Museveni brouille les cartes

30 mai 2013

Actualités

par le Potentiel

Pour contourner la proposition tanzanienne

La proposition du président tanzanien Jakaya Kikwete, consistant à amener d’autres Etats de la région des Grands Lacs à engager des discussions directes, à l’instar de la RDC, avec leurs rébellions, fait des vagues à Kigali et à Kampala. Si Kagame s’est renfermé dans un mutisme coupable laissant à son porte-parole le soin de répondre à Jakarta Kiwete, Museveni a, par contre, proposé une piste de solutions à trois volets. A y regarder de près, il s’agit d’une manière subtile de brouiller les cartes afin de gagner du temps et maintenir le statu quo qui prévaut dans la sous-région.

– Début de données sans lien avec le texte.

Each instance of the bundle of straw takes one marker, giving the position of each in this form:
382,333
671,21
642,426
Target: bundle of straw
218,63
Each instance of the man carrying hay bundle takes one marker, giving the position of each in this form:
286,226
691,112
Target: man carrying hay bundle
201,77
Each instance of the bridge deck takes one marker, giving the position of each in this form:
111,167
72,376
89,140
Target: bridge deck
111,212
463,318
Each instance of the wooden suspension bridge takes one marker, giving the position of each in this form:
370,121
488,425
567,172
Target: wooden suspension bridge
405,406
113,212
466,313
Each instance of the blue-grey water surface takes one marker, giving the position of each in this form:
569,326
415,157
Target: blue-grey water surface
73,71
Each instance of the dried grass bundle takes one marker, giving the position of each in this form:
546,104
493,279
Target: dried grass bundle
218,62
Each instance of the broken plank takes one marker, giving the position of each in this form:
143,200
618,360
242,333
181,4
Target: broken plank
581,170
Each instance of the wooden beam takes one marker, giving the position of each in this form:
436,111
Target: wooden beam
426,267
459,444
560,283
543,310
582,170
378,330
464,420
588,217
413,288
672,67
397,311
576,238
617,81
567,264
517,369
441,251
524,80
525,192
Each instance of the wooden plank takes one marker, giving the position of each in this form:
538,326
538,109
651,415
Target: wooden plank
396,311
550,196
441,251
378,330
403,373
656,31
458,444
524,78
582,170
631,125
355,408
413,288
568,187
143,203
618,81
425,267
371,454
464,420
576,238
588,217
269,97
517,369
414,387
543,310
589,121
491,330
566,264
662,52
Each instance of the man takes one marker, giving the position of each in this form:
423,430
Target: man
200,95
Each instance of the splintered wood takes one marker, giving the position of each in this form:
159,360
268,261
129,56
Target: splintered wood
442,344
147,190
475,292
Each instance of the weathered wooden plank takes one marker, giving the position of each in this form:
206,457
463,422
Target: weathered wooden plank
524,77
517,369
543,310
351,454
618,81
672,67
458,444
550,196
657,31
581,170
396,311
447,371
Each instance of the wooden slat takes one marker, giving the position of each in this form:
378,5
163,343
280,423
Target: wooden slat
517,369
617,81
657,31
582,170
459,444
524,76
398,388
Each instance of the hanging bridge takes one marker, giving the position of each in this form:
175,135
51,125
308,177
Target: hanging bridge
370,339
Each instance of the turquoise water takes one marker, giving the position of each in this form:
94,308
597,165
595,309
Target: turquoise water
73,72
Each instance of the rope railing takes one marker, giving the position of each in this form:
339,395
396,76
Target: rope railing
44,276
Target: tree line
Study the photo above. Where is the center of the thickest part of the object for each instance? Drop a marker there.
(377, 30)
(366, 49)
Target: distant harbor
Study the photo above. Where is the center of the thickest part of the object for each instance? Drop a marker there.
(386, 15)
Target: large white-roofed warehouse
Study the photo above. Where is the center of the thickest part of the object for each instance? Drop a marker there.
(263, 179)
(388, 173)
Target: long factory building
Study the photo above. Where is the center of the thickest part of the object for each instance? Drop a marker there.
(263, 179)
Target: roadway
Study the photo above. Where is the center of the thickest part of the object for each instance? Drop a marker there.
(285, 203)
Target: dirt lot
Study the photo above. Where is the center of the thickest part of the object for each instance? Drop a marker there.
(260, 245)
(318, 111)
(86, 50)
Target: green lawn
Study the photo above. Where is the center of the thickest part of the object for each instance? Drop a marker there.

En marge du dernier sommet de l’Union africaine à Addis-Abeba, le président tanzanien, Jakaya Kikwete, a appelé ses collègues de la région des Grands Lacs, particulièrement le Rwanda, l’Ouganda et le Burundi, à engager des négociations directes avec leurs rébellions respectives. Cela à l’exemple de la RDC qui est en pourparlers avec le M23 dans la capitale ougandaise.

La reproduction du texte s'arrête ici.